As bitter cold descended on the city late Friday afternoon, Brianna Rice stood in a spot that made her day just a degree worse: at the impound lot. In line.
The snow emergency declared Wednesday night claimed her Mazda 3 sedan when she left it on a snow emergency route and it was towed.
It was one of at least 1,224 vehicles taken to the city’s impound lot just west of downtown during the course of the emergency, which requires parked vehicles to be off streets that require plowing.
The tow tally was about average in Minneapolis despite an increasingly aggressive city communications campaign that includes texts, a telephone hot line, overhead street signage, Facebook posts and even rhyming tweets from Mayor R.T. Rybak to warn vehicle owners.

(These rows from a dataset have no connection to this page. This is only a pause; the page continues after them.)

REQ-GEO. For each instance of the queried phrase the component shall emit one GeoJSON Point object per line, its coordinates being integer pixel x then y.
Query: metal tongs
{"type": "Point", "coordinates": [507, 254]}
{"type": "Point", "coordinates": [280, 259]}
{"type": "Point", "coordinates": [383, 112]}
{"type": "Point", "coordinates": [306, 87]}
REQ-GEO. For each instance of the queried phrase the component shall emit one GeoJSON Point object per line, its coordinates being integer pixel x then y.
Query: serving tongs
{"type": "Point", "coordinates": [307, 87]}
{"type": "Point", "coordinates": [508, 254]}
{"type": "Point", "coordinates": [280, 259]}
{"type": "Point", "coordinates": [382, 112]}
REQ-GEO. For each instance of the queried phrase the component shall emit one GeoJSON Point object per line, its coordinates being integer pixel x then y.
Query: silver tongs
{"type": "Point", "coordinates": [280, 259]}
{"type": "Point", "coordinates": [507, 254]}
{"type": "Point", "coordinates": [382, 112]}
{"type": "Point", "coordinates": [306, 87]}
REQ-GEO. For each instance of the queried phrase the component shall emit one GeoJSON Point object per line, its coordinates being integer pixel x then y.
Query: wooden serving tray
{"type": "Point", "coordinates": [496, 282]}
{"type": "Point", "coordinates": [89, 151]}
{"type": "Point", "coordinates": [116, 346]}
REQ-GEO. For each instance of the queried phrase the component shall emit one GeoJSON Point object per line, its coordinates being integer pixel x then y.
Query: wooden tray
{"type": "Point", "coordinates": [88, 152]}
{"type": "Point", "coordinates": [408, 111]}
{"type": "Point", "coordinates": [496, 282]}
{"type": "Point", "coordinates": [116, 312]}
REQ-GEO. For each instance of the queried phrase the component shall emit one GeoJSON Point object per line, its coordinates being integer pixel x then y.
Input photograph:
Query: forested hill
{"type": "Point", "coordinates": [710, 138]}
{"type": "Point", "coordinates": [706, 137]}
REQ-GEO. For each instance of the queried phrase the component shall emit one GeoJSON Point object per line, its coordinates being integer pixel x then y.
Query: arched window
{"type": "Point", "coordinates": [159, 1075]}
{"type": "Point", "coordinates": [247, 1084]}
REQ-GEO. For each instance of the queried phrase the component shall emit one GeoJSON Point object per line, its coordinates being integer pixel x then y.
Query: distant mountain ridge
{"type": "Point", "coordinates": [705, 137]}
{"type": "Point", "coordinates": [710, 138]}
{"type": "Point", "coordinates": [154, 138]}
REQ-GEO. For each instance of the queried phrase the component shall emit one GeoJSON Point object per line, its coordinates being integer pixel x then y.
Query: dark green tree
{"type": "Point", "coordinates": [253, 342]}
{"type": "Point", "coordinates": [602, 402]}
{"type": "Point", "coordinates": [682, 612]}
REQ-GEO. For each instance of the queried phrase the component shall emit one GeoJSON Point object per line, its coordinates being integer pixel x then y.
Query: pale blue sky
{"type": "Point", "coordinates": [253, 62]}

Rybak even tweeted a series of rap messages. Here’s one:
“Here in Fun City
“Rock out, wine and dine.
“But from snow emergency routes
“Move your car by nine.”
The problem, at least for Rice, wasn’t that she was unaware of the emergency.
A colleague got a text and told her about it, she said. She moved her car Thursday night to a spot that she thought was safe. “It didn’t work,” she said, theorizing with her friend Christine Miller that the snow emergency route sign that stands a few blocks from her Uptown apartment building applies to her block as well.
In St. Paul, officials reported at least 643 tows as of midafternoon Friday, about half of what the city typically sees in a snow emergency, a city official said.
St. Paul public works spokesman Dave Hunt said the capital city’s rate of towing so far is “below average, which is unusual for the first snow emergency of the season.” Its snow emergency continues until Sunday night.
“We go through a lot of trouble to notify people, but we remind ourselves that whatever the numbers … we’re still getting 98 percent compliance,” Hunt added.
That last 2 percent, he noted, “is an ever-evolving demographic,” he said. “Every year, new people move into the city: renters, college students, foreign nationals who speak little or no English, etcetera, and very often these groups have no experience with winter parking restrictions.”
In southeast Minneapolis, Trinidad Garcia, the owner of an Oldsmobile Alero, wasn’t even sure where his car ended up after it went missing when his street was plowed. He stood in line at the Minneapolis impound lot Friday afternoon with the hope his vehicle was somewhere behind the lot’s chain-link fence.
He said the last time he saw the car it had a $42 ticket on it for being parked on a snow emergency route. He moved it to another spot where he didn’t see a snow emergency route sign.
His cousin Jacob Baker drove him to the lot, and then, after seeing the long line of vehicle owners trying to retrieve their cars, gave this prophesy of snow emergency doom: “I was here for 45 minutes last time and there were five people here.”
The snow emergency expired at 8 p.m. Friday.